Por isso mesmo, e com referência aos processos que têm corrido nos tribunais nacionais, as ordens para a AT foram as de recorrer até onde a lei lhe permitisse. Num primeiro caso que o Fisco perdeu no tribunal arbitral o Supremo Tribunal Administrativo recusou o recurso interposto pelo Fisco e um outro recurso, este para o Tribunal Constitucional foi igualmente recusado. O Fisco teve então de pagar o imposto cobrado a mais por não ter considerado a idade do veículo no cálculo dos valores a liquidar.

 

Num outro processo, que a AT também perdeu no tribunal arbitral, foi aceite um recurso para o Tribunal Constitucional, sendo que se aguarda ainda uma decisão.

 

Não optando o Governo por mudar a lei – podia aproveitar a proposta de Orçamento do Estado para 2020, mas decidiu não o fazer – o próximo passo deverá ser o tribunal europeu. "Se Portugal não agir no prazo de um mês, a Comissão pode decidir instaurar um processo no Tribunal de Justiça da UE", avisava Bruxelas em novembro.

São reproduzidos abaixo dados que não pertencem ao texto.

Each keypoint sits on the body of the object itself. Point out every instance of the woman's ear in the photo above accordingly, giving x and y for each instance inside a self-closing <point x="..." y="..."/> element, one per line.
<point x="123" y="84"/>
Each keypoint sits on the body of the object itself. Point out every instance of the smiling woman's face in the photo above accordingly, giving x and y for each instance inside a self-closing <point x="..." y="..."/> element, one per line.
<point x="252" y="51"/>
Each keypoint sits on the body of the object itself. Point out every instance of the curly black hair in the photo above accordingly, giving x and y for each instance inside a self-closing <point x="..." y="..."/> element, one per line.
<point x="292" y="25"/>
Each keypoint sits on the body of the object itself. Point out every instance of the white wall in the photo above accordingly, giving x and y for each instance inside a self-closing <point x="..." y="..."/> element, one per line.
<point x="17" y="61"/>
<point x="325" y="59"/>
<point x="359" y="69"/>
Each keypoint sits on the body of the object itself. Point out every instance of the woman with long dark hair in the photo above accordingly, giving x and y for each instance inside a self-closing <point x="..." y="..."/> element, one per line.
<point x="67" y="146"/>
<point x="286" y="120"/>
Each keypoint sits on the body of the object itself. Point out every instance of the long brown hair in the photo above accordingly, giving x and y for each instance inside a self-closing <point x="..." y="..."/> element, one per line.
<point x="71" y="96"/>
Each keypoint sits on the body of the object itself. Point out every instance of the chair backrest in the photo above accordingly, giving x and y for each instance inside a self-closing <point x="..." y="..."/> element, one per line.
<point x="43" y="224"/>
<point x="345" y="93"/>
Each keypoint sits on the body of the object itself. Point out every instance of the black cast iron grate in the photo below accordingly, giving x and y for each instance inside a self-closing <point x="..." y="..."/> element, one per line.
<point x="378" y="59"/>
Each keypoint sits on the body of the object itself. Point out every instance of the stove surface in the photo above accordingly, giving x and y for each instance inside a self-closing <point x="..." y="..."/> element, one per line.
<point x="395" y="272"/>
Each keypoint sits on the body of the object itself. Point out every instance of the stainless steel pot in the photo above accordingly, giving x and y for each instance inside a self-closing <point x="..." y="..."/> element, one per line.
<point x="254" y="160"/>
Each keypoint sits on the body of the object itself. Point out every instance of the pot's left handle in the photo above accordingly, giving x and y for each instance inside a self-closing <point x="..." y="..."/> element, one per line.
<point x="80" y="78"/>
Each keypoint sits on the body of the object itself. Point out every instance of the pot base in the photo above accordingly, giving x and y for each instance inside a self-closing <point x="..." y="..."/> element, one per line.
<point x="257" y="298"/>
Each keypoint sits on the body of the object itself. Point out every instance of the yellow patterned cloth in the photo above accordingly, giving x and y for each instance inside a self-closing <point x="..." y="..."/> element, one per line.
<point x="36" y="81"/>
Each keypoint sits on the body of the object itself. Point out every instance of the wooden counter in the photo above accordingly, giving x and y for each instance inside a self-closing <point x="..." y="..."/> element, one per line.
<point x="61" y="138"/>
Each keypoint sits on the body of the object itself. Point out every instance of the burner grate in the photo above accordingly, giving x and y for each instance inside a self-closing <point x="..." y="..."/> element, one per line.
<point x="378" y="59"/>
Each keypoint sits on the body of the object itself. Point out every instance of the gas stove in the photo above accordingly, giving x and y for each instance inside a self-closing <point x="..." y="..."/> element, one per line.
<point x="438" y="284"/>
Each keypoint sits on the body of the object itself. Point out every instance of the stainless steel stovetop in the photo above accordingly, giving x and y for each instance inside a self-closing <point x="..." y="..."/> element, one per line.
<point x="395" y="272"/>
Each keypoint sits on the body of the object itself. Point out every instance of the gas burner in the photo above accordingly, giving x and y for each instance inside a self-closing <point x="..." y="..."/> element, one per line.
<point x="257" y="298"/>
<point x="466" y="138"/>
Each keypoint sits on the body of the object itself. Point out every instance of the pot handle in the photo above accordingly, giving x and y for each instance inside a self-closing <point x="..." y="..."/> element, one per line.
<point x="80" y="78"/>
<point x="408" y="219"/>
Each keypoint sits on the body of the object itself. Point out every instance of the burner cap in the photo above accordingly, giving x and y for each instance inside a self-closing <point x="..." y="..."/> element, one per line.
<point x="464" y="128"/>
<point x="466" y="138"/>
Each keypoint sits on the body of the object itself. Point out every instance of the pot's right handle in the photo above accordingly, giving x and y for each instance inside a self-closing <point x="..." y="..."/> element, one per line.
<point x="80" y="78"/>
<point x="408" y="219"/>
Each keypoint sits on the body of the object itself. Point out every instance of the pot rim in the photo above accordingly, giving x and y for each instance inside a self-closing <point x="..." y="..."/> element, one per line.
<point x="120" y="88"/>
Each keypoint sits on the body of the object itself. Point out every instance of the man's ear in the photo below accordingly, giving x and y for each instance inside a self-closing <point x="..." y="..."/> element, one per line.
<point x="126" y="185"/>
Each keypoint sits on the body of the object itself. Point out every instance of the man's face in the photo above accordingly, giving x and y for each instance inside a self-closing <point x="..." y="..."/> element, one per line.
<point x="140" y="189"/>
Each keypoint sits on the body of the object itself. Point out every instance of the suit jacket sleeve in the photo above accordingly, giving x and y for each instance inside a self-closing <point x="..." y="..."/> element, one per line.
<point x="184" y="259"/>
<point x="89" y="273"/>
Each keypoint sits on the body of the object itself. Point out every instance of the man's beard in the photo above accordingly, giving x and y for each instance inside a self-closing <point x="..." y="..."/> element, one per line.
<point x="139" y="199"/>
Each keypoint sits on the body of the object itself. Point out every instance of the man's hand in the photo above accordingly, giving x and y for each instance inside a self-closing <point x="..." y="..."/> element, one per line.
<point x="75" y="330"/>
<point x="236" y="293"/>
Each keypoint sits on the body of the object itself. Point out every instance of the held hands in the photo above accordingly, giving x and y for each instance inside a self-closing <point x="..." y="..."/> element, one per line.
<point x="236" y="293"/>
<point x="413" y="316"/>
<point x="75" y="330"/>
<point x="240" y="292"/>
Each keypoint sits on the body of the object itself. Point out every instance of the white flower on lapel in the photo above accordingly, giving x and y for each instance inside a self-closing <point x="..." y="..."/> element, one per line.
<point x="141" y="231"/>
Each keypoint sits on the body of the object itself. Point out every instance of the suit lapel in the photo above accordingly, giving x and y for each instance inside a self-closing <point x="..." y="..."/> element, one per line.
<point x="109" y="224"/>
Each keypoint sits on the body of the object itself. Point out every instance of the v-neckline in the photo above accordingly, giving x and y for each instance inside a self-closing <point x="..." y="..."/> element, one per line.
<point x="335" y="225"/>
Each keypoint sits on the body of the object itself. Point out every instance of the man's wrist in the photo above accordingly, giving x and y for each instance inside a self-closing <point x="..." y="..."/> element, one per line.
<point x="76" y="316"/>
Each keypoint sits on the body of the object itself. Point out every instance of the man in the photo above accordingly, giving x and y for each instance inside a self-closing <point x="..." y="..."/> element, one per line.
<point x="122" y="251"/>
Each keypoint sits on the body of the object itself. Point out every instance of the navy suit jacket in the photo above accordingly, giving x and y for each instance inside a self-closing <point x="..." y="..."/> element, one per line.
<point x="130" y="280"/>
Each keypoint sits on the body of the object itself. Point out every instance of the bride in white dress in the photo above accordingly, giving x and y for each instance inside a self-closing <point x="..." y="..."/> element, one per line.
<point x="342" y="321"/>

Se assim for, o tribunal poderá obrigar o país a mudar a lei e também impor sanções financeiras.
 

Braço-de-ferro antigo

Uma alteração ao código do Imposto Sobre Veículos (ISV) em 2017 veio onerar os veículos usados importados com uma tributação superior à aplicada no mercado nacional. A mudança apanhou o setor desprevenido, até porque já em 2016 o Estado havia sido condenado no Tribunal Europeu por uma questão semelhante - no cálculo do valor tributável não levava em conta a sua desvalorização antes de atingirem um ano nem a desvalorização superior a 52% no caso terem mais de cinco anos. O TJUE considerou que se violava a lei europeia que proíbe os países de fazer incidir sobre artigos importados ónus superiores aos aplicados a produtos nacionais similares. A lei foi então mudada, passando a ter em conta a idade do carro, mas limitou-se a aplicação das percentagens de redução à componente cilindrada e não à componente de emissão de CO2. A Comissão abriu um procedimento de infração no início de 2019 e o governo respondeu em maio. Bruxelas, contudo, não foi sensível à argumentação nacional e avançou com um parecer fundamentado com uma ameaça velada: A lei tem de mudar e mais vale que isso aconteça rapidamente.